Las palabras que dijo para que no subiera al taxi se reproducen nuevamente en mi cabeza y es difícil mirarla como lo hacía antes.

—Los gritos son para los incivilizados y yo no soy ningún Homo habilis, soy Malcom el Homo sapiens sapiens.

Ella aprieta aún con más fuerza los labios en un intento de no tener expresión alguna ante mi comentario, sin embargo, fracasa. Sus comisuras se elevan sin su permiso y la risa trepa por las paredes de su garganta, pronto inunda el coche y penetra más allá de mis oídos. Respirar se vuelve más sencillo, la tensión se disipa lo suficiente como para que pueda disfrutar de un sonido tan espléndido como el de su risa.

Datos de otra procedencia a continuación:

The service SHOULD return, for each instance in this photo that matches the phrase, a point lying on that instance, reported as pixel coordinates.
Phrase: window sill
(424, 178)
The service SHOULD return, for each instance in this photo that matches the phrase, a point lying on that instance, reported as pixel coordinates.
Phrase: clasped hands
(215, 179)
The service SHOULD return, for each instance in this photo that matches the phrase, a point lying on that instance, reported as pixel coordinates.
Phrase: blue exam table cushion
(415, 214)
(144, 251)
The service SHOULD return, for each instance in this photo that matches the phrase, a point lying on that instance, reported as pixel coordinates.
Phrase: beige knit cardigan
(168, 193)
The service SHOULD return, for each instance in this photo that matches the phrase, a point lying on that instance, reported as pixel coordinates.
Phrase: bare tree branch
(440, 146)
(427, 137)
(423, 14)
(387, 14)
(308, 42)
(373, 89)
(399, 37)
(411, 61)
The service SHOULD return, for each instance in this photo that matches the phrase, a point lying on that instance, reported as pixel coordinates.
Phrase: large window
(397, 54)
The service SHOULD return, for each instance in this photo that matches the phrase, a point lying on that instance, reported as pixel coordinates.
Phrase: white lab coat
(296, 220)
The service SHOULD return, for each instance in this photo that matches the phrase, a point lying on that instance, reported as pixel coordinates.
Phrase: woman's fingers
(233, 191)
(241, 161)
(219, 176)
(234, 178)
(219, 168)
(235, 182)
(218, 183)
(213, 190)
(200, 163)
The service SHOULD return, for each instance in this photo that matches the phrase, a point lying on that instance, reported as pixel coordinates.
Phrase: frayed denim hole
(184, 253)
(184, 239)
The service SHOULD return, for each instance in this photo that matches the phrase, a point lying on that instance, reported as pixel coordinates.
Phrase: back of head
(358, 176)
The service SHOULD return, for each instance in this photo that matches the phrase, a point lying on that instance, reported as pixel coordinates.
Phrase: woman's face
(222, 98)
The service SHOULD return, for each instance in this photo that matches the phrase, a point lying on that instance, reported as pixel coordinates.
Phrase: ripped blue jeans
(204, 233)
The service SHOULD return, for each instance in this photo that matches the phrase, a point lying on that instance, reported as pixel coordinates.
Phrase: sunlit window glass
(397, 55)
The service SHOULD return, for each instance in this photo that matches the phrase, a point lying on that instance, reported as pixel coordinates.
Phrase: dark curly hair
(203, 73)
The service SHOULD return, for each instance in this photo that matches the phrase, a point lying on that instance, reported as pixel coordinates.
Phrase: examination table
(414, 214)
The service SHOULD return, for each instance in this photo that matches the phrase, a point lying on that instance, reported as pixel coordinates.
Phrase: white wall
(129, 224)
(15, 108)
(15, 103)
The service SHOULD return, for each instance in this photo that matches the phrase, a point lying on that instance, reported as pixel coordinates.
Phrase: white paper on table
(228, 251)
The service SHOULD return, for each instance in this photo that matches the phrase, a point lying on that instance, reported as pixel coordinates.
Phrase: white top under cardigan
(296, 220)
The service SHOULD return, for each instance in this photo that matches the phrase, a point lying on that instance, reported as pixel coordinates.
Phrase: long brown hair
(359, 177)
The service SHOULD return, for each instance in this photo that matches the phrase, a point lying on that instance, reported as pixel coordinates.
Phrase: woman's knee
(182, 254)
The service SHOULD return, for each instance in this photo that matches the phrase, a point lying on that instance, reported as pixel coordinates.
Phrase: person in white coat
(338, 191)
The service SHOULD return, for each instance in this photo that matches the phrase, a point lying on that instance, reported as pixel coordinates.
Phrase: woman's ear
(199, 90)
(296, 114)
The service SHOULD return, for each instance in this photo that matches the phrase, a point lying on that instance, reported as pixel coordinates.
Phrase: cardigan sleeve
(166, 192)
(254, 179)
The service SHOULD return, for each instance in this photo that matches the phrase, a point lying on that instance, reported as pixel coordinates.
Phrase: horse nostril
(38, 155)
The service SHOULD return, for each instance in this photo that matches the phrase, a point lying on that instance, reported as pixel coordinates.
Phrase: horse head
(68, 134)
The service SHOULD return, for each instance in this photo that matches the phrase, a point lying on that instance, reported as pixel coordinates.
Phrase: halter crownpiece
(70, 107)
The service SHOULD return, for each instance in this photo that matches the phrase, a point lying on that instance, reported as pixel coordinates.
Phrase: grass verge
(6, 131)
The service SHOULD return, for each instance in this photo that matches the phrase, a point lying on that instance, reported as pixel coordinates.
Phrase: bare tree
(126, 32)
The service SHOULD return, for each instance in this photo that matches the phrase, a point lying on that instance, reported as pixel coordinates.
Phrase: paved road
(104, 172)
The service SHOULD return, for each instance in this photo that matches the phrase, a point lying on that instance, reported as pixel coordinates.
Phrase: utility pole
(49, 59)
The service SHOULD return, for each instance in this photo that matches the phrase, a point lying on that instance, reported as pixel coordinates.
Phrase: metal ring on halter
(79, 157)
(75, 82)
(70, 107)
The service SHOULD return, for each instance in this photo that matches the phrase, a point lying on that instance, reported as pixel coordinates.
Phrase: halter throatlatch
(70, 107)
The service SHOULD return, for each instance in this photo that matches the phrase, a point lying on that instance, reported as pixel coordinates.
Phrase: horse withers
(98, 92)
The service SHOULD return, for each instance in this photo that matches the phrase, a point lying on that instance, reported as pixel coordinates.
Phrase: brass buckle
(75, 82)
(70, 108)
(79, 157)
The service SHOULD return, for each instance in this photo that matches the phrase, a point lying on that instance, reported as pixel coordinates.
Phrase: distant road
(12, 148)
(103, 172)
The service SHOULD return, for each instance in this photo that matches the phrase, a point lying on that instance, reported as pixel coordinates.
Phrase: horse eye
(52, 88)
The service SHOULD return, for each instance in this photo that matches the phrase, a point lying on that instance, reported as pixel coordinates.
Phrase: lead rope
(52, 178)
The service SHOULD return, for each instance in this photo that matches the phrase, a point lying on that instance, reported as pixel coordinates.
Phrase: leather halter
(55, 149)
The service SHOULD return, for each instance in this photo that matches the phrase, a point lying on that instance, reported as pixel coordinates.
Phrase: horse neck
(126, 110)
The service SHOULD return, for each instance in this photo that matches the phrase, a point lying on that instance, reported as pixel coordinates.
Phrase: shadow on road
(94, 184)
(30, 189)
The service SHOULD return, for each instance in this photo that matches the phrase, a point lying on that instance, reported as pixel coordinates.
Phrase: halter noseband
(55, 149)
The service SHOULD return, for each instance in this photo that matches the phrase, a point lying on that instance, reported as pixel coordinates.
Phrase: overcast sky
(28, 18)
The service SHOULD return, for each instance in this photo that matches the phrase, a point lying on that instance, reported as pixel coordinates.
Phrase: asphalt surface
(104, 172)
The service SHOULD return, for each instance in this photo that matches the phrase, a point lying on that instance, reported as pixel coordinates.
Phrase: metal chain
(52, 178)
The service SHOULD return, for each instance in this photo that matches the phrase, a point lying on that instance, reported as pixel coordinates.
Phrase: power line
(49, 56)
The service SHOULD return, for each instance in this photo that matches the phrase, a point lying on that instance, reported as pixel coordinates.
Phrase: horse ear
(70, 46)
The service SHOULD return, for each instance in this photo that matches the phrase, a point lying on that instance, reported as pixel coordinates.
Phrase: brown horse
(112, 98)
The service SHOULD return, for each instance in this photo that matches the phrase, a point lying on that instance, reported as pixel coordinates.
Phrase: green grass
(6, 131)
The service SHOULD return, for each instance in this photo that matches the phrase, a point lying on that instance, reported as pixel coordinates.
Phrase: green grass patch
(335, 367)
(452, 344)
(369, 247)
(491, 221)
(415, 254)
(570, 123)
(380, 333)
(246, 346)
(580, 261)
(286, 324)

Me dispara una mirada fulminante porque es obvio que no quería reírse en una situación como esta.

A pesar de estar aliviado por escuchar su voz tras una hora de puro e inquebrantable silencio, no sé si estoy preparado para lo que sigue.

—Eres un imbécil —murmura tras aplacar su repentina hilaridad—. Y nos faltan unos veinte minutos para llegar al aeropuerto, así que será mejor que me des algo de información —apunta girando en la curva más cercana—, porque estás loco si crees que voy a dejarte subir a un avión sin tener ni la más mínima explicación del motivo de tu partida. Bill me mataría.

Esto era lo que quería evitar.

Ella intercala sus ojos entre la ruta y mi semblante, y aquella mezcla de verde y café es inundada por la comprensión y la suavidad. Es realmente complicado concentrarme para decir una cosa cuando mis pensamientos están en otra. Debería pensar en Gideon, pero me encuentro apreciando la forma en la que las sombras juegan con su rostro. Me fijo en lo pequeña que se ve dentro de esa sudadera de la BCU, que probablemente sea unos tres talles más grandes del que suele usar. Me digo que soy un egoísta, que no debería estar pensando en lo impaciente y linda que se ve tamborileando sus dedos contra el volante. Alguien acaba de morir y, a pesar de que no se trate de una persona que quiera, sino de una a la que debería despreciar, creo que debería tener la consideración de pensar en él. Sin embargo, cuando a miro a Kansas solo puedo concentrarme en todo lo que dijo y aquello que aún no ha salido de sus labios.

—Voy a responder solo si contestas a una pregunta —mascullo observando la oscuridad que se extiende a nuestro alrededor—. ¿Qué piensas de la muerte?